Leia, a seguir, o texto extraído de "Uma noite do século", primeiro conto do livro Noite na taverna.
Uma noite do século
- Silêncio, moços! acabai com essas cantilenas horríveis! Não vedes que as mulheres dormem ébrias, macilentas como defuntos? Não sentis que o sono da embriaguez pesa negro naquelas pálpebras onde a beleza sigilou os olhares da volúpia?
- Cala-te, Johann! enquanto as mulheres dormem e Arnold-o-louro* cambaleia e adormece murmurando as canções de orgia de Tieck**, que música mais bela que o alarido da saturnal***? Quando as nuvens correm negras no céu como um bando de corvos errantes, e a lua desmaia como a luz de uma lâmpada sobre a alvura de uma beleza que dorme, que melhor noite que a passada ao reflexo das taças?
- És um louco, Bertram! não é a lua que lá vai macilenta: é o relâmpago que passa e ri de escárnio às agonias do povo que morre... aos soluços que seguem as mortualhas do cólera!

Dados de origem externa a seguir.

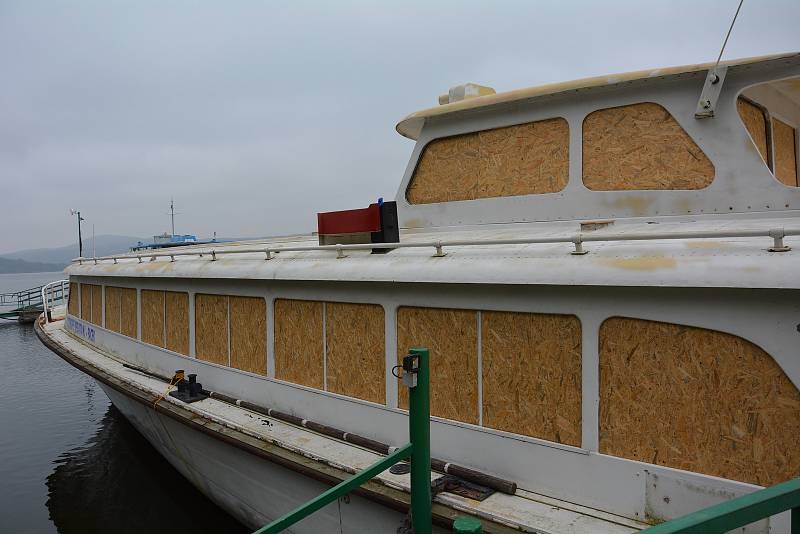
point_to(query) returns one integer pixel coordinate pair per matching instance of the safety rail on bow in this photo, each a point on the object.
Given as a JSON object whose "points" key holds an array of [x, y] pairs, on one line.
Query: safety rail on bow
{"points": [[52, 293], [776, 234]]}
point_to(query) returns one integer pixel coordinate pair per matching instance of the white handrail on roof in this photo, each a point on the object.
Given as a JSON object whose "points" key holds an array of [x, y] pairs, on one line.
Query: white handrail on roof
{"points": [[46, 291], [777, 234]]}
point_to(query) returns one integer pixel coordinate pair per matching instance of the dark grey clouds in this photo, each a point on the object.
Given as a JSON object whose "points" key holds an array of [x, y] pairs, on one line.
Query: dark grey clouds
{"points": [[256, 115]]}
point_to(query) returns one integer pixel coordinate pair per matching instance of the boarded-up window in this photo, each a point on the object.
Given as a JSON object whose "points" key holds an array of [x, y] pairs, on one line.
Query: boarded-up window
{"points": [[356, 353], [92, 303], [97, 305], [128, 313], [211, 328], [86, 302], [532, 374], [177, 321], [249, 334], [640, 147], [74, 297], [113, 308], [452, 337], [516, 160], [696, 399], [299, 349], [755, 121], [153, 317], [785, 142], [121, 310]]}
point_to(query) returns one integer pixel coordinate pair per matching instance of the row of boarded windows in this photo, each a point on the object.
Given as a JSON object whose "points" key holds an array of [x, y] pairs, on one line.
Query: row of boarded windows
{"points": [[640, 146], [672, 395], [634, 147]]}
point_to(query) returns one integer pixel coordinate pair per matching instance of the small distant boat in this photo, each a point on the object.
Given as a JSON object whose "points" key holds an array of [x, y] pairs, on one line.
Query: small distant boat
{"points": [[606, 272]]}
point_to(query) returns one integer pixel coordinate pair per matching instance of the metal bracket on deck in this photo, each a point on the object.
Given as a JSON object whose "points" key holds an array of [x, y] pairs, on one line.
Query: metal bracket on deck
{"points": [[710, 94]]}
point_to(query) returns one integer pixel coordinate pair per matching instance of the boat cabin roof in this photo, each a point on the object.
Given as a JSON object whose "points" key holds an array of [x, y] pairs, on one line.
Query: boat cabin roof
{"points": [[411, 126]]}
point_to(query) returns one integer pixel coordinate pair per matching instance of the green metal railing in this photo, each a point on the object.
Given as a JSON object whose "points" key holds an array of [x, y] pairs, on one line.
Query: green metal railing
{"points": [[419, 450], [738, 512]]}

- O cólera! e que importa? Não há por ora vida bastante nas veias do homem? Não borbulha a febre ainda às ondas do vinho? Não reluz em todo o seu fogo a lâmpada da vida na lanterna do crânio?
- Vinho! vinho! Não vês que as taças estão vazias e bebemos o vácuo, como um sonâmbulo?"

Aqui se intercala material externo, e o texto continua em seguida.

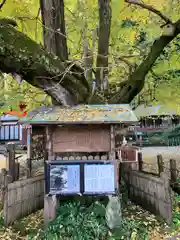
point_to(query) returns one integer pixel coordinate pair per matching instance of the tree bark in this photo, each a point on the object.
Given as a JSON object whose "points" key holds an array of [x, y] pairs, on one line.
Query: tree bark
{"points": [[63, 82], [103, 43], [54, 32]]}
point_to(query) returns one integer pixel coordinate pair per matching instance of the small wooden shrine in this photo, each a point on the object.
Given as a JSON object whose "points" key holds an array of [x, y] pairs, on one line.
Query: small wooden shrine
{"points": [[80, 149], [79, 132]]}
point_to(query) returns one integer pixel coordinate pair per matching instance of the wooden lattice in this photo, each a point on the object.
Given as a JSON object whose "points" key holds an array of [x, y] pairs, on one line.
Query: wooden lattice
{"points": [[38, 147]]}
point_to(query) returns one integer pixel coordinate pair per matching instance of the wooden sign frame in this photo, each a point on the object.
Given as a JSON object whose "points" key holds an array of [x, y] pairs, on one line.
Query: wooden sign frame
{"points": [[81, 164]]}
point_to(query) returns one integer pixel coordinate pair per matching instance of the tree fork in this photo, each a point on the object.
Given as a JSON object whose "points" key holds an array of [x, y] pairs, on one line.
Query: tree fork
{"points": [[19, 54]]}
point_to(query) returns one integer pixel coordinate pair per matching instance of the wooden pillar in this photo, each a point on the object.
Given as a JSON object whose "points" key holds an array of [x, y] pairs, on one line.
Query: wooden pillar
{"points": [[49, 143], [50, 207], [11, 161], [29, 150], [160, 164], [112, 154]]}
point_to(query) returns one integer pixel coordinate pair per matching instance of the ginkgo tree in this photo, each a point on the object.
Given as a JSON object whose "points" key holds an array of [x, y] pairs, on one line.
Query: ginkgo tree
{"points": [[83, 71]]}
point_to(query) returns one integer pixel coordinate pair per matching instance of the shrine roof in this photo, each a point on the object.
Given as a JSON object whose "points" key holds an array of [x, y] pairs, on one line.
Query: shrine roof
{"points": [[82, 114]]}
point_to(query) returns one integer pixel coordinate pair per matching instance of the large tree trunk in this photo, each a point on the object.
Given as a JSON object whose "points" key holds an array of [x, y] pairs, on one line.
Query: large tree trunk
{"points": [[103, 44], [66, 83], [19, 54]]}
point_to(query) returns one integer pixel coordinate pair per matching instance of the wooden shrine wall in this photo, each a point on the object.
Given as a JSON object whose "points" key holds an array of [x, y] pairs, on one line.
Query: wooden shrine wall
{"points": [[81, 138]]}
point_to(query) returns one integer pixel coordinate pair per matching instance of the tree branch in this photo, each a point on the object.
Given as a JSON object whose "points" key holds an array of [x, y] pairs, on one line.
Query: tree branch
{"points": [[103, 43], [19, 54], [135, 82], [54, 32], [151, 9], [2, 4]]}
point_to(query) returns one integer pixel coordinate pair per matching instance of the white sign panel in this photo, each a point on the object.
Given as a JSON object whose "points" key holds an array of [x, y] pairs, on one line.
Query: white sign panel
{"points": [[99, 178], [64, 179]]}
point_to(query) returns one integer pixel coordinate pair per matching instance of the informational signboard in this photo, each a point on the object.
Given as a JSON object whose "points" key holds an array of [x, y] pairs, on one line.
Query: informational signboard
{"points": [[99, 178], [96, 177], [64, 179]]}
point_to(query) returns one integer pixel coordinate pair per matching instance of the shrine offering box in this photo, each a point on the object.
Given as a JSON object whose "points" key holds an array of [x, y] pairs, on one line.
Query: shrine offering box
{"points": [[81, 177]]}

*Arnold-o-louro: herói de um dos romances europeus avidamente lidos por Álvares de Azevedo. O uso desses nomes confere um "ar" europeu ao texto.
**Tieck: escritor romântico europeu.
*** Saturnal: típica festa romana em homenagem ao deus Saturno. Em tais festas, havia muita libertinagem e, no texto, tem o sentido de orgia.
(AZEVEDO, Álvares. Noite na taverna. Obra completa. Rio de Janeiro: Nova Aguilar, 2000. p. 565.)